3 min read

In a world where politics and religion overlap, believers and disbelievers – even believers of different stripe – clash with little provocation. Can they live together peaceably?

The headlines say “no.” Not even the architect of “Bill Moyers on Faith & Reason” is sure.

“What I do know is that talking to people who agree with us is like jogging in a cul-de-sac,” Moyers says via e-mail. “We have to hear what others are saying, as we want to be heard ourselves. … Our beliefs are so different that the important thing is not agreement but a fair hearing for everyone.”

His eight-part series debuts Friday on most PBS stations, and throughout those eight weeks of conversations, he exchanges thoughts and ideas with writers from around the globe. The topic: a world divided over God and religion.

Ah, religion. A poison in the blood? The muse of inspiration? One of his guests says it’s both.

Moyers, now a hale and hardy 72, was part of the JFK and LBJ White Houses, and he has racks of Emmy and Peabody awards to his broadcast journalism credit.
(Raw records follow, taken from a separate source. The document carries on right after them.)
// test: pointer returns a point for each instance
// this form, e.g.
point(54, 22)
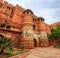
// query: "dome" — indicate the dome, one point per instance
point(28, 10)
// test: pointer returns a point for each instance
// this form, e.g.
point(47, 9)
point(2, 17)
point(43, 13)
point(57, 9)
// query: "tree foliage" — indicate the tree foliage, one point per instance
point(55, 33)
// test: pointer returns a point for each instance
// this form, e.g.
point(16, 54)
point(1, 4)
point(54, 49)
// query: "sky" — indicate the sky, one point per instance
point(48, 9)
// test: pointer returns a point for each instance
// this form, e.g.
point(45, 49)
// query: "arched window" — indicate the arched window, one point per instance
point(2, 26)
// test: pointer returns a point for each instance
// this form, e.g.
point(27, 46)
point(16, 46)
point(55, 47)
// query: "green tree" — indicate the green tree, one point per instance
point(55, 34)
point(5, 43)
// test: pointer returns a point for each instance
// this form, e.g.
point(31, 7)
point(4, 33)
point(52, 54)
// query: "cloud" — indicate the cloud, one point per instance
point(49, 9)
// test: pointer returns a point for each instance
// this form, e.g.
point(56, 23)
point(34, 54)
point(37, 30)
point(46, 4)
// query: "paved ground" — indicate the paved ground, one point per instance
point(45, 53)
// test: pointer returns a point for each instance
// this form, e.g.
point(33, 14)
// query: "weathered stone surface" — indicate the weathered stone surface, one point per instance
point(15, 20)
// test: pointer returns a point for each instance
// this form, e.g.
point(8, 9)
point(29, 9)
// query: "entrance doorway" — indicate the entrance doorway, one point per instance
point(35, 42)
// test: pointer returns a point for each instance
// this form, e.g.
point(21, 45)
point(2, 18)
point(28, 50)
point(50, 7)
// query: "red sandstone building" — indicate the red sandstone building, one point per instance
point(23, 27)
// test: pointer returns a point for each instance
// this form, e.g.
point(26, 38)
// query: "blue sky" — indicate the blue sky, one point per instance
point(48, 9)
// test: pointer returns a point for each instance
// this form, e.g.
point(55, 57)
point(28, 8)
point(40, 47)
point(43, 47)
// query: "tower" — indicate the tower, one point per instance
point(27, 30)
point(42, 32)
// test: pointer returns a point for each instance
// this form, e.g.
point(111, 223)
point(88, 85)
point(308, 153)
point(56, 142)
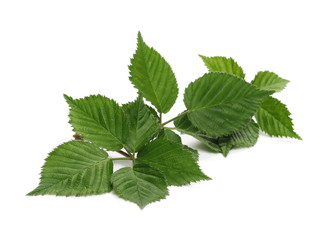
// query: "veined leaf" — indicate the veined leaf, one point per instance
point(245, 137)
point(219, 103)
point(273, 118)
point(140, 184)
point(175, 161)
point(153, 77)
point(100, 120)
point(223, 64)
point(269, 81)
point(75, 168)
point(142, 125)
point(169, 135)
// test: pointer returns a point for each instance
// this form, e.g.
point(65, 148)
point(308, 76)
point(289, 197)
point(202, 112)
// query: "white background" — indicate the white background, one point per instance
point(275, 190)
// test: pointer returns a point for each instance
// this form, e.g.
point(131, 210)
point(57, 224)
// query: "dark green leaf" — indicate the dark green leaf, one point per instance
point(142, 125)
point(140, 184)
point(175, 161)
point(219, 103)
point(169, 135)
point(153, 77)
point(245, 137)
point(223, 64)
point(273, 118)
point(75, 168)
point(100, 120)
point(269, 81)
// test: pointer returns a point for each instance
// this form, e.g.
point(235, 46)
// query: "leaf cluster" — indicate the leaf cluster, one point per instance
point(222, 110)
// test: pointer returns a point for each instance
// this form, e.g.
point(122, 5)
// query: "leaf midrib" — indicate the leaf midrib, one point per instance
point(71, 176)
point(147, 73)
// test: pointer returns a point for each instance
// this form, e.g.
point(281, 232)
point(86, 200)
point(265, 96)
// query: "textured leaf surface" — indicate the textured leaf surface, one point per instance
point(273, 118)
point(245, 137)
point(175, 161)
point(153, 77)
point(143, 125)
point(269, 81)
point(140, 184)
point(220, 103)
point(223, 64)
point(75, 168)
point(100, 120)
point(169, 135)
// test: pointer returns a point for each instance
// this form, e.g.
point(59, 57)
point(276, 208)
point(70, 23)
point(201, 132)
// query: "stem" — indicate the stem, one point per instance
point(120, 159)
point(170, 128)
point(178, 116)
point(125, 154)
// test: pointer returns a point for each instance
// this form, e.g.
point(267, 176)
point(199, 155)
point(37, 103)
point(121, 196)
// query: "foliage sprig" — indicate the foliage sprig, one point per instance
point(223, 111)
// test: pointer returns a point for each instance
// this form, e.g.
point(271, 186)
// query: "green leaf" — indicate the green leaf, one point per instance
point(269, 81)
point(223, 64)
point(75, 168)
point(140, 184)
point(153, 77)
point(168, 134)
point(175, 161)
point(219, 103)
point(245, 137)
point(184, 125)
point(142, 125)
point(100, 120)
point(273, 118)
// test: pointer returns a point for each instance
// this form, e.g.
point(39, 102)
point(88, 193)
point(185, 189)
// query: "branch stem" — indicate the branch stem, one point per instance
point(178, 116)
point(125, 154)
point(121, 159)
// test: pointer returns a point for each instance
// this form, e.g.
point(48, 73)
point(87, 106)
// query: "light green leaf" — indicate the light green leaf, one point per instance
point(175, 161)
point(100, 120)
point(184, 125)
point(245, 137)
point(143, 125)
point(140, 184)
point(273, 118)
point(223, 64)
point(269, 81)
point(219, 103)
point(153, 77)
point(75, 168)
point(169, 135)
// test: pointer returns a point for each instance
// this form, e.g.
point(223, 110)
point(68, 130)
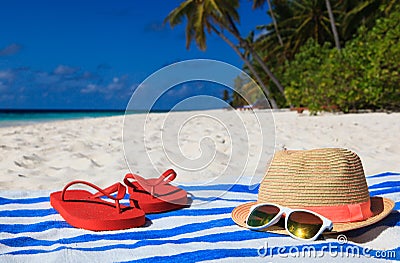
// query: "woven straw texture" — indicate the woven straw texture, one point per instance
point(321, 177)
point(380, 207)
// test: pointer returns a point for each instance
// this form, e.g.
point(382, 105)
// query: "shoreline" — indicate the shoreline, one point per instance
point(47, 155)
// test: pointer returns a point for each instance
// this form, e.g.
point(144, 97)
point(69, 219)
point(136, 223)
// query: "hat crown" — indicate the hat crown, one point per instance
point(320, 177)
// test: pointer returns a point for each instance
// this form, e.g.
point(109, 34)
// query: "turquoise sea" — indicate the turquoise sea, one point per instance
point(23, 117)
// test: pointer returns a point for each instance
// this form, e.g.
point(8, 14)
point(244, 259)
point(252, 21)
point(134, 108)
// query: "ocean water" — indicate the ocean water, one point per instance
point(24, 117)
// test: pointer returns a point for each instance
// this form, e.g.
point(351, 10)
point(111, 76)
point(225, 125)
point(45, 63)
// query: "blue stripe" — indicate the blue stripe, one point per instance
point(38, 227)
point(28, 212)
point(239, 188)
point(6, 201)
point(212, 238)
point(213, 254)
point(46, 225)
point(397, 206)
point(192, 212)
point(386, 174)
point(210, 199)
point(143, 235)
point(385, 184)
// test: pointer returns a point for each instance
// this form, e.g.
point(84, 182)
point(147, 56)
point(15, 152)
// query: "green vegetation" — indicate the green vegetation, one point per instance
point(364, 75)
point(321, 54)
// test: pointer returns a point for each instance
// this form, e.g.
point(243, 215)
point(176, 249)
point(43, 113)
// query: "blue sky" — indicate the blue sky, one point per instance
point(91, 54)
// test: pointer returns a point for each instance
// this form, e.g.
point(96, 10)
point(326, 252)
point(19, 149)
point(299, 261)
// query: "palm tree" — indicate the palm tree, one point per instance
point(260, 3)
point(217, 16)
point(333, 26)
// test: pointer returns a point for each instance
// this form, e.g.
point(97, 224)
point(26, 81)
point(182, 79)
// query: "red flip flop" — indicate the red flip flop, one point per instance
point(155, 195)
point(85, 210)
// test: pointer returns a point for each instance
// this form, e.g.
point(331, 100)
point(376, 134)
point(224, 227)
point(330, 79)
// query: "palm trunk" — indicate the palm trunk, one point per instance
point(250, 66)
point(275, 23)
point(266, 69)
point(235, 32)
point(332, 19)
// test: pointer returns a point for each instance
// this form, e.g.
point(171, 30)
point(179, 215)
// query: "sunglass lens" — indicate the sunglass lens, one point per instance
point(303, 224)
point(262, 215)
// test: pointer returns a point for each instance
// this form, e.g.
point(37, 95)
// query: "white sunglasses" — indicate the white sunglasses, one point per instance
point(301, 224)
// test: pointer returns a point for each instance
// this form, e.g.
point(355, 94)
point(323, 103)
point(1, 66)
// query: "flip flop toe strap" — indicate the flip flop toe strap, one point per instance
point(117, 187)
point(149, 185)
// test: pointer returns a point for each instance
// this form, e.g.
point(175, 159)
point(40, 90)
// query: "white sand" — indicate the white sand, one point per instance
point(207, 146)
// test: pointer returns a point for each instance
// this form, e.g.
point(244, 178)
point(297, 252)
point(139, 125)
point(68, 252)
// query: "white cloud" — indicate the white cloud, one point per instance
point(10, 50)
point(65, 70)
point(89, 88)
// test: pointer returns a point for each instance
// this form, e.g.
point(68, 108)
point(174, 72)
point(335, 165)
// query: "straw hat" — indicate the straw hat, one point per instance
point(328, 181)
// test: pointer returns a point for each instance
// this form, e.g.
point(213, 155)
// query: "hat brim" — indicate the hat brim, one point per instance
point(380, 207)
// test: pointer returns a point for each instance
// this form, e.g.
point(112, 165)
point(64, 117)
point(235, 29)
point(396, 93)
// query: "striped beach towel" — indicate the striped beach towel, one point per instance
point(32, 231)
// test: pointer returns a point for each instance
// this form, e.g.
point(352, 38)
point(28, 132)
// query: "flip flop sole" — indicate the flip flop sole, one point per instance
point(171, 198)
point(81, 211)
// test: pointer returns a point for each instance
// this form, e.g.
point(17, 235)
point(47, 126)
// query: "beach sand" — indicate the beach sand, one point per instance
point(204, 146)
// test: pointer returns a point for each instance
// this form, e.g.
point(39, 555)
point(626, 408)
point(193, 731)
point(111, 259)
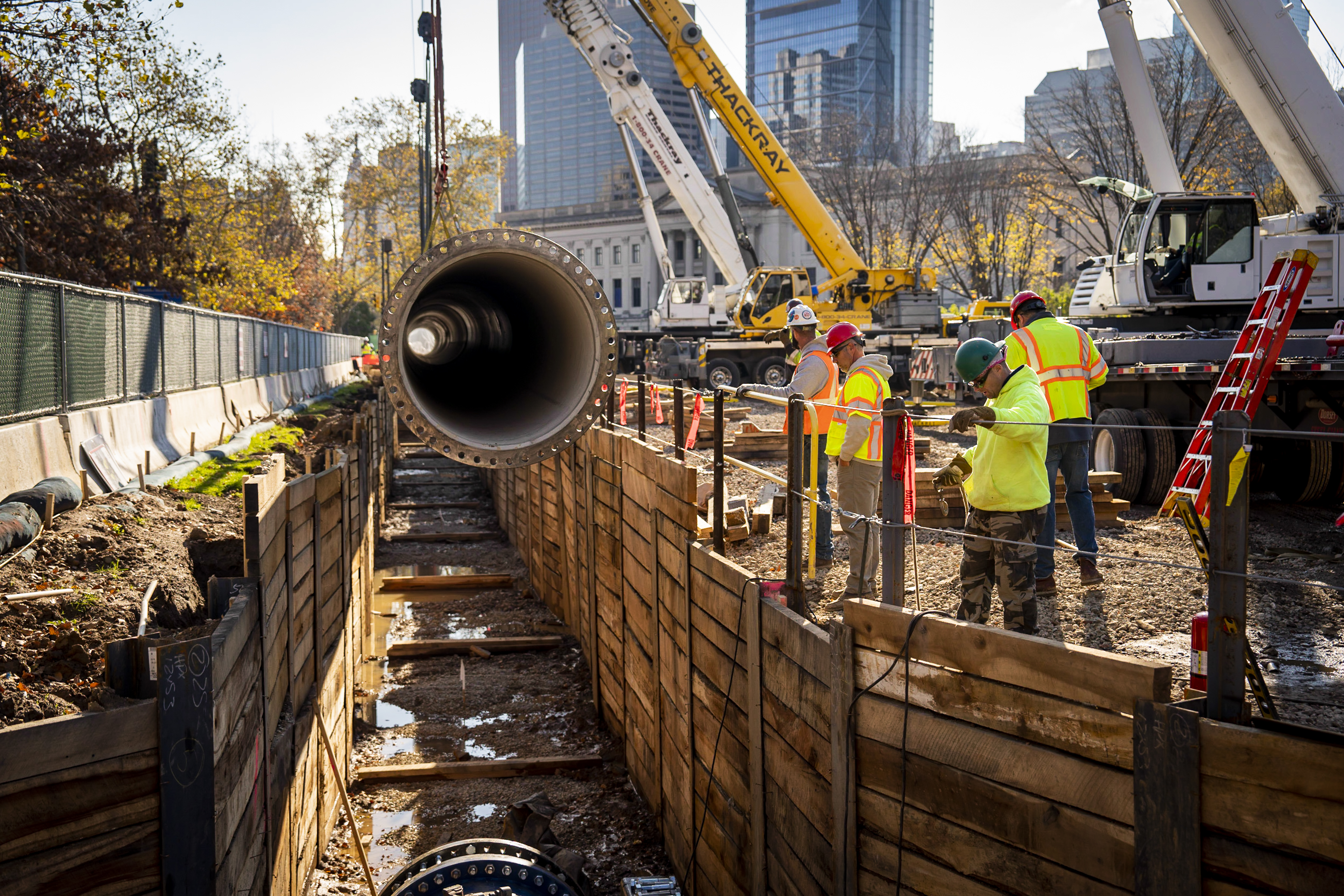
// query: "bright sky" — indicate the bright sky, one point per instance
point(293, 62)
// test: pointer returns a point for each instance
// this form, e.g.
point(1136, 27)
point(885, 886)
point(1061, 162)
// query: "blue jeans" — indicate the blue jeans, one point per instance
point(1070, 457)
point(824, 547)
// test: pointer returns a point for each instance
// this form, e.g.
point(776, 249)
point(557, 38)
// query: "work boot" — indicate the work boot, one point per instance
point(1088, 573)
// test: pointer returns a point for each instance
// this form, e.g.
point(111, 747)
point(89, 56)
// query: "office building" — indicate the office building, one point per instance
point(819, 63)
point(568, 148)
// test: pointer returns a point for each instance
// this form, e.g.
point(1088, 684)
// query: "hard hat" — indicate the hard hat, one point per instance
point(975, 357)
point(1023, 301)
point(802, 316)
point(842, 334)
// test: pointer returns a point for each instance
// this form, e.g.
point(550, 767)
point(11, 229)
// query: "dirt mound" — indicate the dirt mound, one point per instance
point(108, 551)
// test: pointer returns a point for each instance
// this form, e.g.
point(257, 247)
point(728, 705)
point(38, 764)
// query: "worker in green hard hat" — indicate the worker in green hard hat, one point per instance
point(1005, 483)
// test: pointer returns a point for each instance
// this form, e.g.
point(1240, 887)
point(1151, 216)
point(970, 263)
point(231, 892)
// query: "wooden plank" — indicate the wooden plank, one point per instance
point(1270, 759)
point(1268, 869)
point(968, 853)
point(1068, 671)
point(843, 778)
point(1095, 847)
point(1167, 848)
point(1058, 777)
point(444, 647)
point(1086, 731)
point(444, 536)
point(73, 804)
point(410, 582)
point(53, 745)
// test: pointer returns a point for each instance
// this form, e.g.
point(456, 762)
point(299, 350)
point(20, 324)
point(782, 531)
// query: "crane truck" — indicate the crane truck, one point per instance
point(1167, 303)
point(703, 335)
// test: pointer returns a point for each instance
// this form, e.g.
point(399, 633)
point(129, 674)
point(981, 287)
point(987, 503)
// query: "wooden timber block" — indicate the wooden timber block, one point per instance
point(409, 582)
point(477, 769)
point(444, 536)
point(444, 647)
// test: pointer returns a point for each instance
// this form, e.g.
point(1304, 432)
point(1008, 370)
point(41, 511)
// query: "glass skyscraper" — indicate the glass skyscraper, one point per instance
point(568, 148)
point(819, 63)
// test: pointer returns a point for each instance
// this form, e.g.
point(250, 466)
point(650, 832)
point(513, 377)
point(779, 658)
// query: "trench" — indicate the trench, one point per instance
point(528, 704)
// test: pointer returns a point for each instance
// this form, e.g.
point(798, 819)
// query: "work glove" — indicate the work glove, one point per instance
point(951, 476)
point(965, 418)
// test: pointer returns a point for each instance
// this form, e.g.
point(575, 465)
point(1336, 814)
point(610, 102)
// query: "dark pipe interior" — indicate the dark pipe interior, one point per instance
point(501, 351)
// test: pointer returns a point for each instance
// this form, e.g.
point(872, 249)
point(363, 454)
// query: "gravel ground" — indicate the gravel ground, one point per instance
point(515, 704)
point(1143, 610)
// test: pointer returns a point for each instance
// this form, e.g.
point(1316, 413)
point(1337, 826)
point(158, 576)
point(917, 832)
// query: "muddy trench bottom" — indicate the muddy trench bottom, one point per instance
point(513, 706)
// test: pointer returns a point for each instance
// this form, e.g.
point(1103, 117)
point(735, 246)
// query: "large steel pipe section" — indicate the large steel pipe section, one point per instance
point(498, 348)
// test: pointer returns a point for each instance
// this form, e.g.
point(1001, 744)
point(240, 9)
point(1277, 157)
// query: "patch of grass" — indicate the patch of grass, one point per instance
point(81, 605)
point(222, 477)
point(347, 391)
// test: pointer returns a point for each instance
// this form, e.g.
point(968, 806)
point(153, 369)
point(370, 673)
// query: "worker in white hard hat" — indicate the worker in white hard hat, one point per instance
point(816, 378)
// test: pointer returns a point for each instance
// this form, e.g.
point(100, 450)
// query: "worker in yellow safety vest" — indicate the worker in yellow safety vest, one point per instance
point(1069, 366)
point(855, 441)
point(815, 378)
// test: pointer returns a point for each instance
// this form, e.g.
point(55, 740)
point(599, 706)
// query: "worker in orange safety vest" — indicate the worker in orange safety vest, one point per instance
point(1069, 366)
point(815, 378)
point(855, 441)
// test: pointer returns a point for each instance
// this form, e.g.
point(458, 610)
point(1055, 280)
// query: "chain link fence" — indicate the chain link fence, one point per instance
point(69, 347)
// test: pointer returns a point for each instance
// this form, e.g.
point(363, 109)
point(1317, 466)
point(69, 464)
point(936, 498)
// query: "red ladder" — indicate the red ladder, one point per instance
point(1247, 373)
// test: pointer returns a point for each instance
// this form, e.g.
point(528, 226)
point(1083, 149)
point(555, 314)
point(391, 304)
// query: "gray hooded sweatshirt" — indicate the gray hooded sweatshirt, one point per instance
point(854, 436)
point(810, 378)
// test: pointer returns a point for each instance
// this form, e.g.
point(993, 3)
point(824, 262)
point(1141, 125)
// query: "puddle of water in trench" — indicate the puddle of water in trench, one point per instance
point(383, 859)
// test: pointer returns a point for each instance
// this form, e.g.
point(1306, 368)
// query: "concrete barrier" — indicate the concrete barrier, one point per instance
point(52, 445)
point(34, 451)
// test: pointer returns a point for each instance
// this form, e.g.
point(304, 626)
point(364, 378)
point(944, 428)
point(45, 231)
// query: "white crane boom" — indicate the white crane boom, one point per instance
point(651, 218)
point(1132, 72)
point(605, 47)
point(1260, 58)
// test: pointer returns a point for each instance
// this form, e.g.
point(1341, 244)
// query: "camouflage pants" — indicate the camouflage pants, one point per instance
point(1012, 565)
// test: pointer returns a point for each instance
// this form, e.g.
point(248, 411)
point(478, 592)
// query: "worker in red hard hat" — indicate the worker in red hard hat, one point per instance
point(855, 441)
point(815, 378)
point(1069, 366)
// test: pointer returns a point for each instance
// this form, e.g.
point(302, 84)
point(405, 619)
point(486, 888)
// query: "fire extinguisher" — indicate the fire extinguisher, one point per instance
point(1200, 652)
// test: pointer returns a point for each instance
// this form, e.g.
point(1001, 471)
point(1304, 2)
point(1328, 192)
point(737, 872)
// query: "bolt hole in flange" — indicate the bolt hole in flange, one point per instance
point(498, 347)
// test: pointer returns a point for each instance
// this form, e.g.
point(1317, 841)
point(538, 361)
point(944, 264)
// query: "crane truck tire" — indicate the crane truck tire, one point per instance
point(721, 374)
point(1160, 449)
point(1117, 449)
point(498, 348)
point(1303, 469)
point(772, 371)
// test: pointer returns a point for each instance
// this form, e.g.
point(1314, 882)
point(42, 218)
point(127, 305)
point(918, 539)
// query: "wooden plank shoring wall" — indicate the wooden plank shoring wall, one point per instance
point(1018, 752)
point(80, 794)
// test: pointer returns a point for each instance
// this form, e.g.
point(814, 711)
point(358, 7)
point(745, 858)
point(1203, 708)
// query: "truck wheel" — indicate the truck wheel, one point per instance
point(1304, 471)
point(1160, 447)
point(722, 374)
point(772, 371)
point(1120, 451)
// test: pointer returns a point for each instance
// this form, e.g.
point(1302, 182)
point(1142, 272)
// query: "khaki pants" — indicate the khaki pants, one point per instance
point(859, 485)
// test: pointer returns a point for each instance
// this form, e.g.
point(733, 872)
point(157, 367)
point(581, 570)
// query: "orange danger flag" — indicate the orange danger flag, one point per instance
point(696, 422)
He says he came out of retirement because “the rocking chair was squeaking. Drove me crazy.”

In fact, he heard interesting opinions being expressed on every side of this issue and couldn’t stay away.

“And when we looked at the 100 writers invited by Salman Rushdie (to the PEN American Center) to talk about faith and reason, we said, “Wow! What an opportunity to hear what creative people have to say about this hot-button issue.”‘

In Part One of the series, Rushdie is the guest, and his observations, as always, are provocative.

“We’re living with a new tyranny,” says Rushdie, an avowed atheist, “one that uses the language of religion but, in fact, is a new totalitarianism.” That kind of long-term censorship can rob people of a view of anything beyond the censorship, he adds, and they learn to accept oppression as normal.

“Power wants to create the world in its image,” Rushdie says. “And in the battle of wills between censorship and freedom, it’s so important to hold the line.”

Mary Gordon, an author and professor of English at Barnard College, joins Moyers for Part Two. She seems to surprise him by saying that she, a parochial school-educated practicing Christian, prefers the company of disbelievers, adding, “There are many more good reasons for not believing than believing.” Her reasons intrigue.

Jeanette Winterson brings easy humor to her conversation with Moyers in Part Three. She grew up in the UK, a fundamentalist Pentacostal with a lot of questions she seldom asked. Her mother, a creationist, banned all but five books from the house, the Bible and four books about the Bible. She escaped that environment to attend Oxford, and she says she believes that all of us are interested in God.

“But this is a dark time … and we have to keep belief alive for future generations.”

Other writers who join the discussion over the coming weeks are Canadian Margaret Atwood; David Grossman from Israel; Anne Provoost from Belgium; and Brit Colin McGinn and Richard Rodriguez from the U.S.

Moyers, for his part, grew up in “a tight little Protestant culture in east Texas. It was a wonderful experience, and I wouldn’t trade it for anything, (but) religion is about dogma, beliefs,” he says. “Faith is about experience. With religion, it’s all settled. With faith, it’s an adventure. You remain open to the spirit, to revelation wherever you find it.

“Once I moved out of that culture into a larger world and saw and heard what all was going on, I realized there are many ways to experience reality. So I am neither wholly a skeptic, nor wholly a believer. I know the ground on which I stand, but I am also open to what has yet to be experienced.”

He recalls that in their first interview, Rushdie talks about what dreamers writers are and how people of imagination often see things the rest of us don’t.

“Talking with (those writers) was like peering through a kaleidoscope,” Moyers says. “You keep turning it, and the light and the colors and the patterns keep shifting. I guarantee that if you watch the entire series you won’t think in familiar ruts anymore.”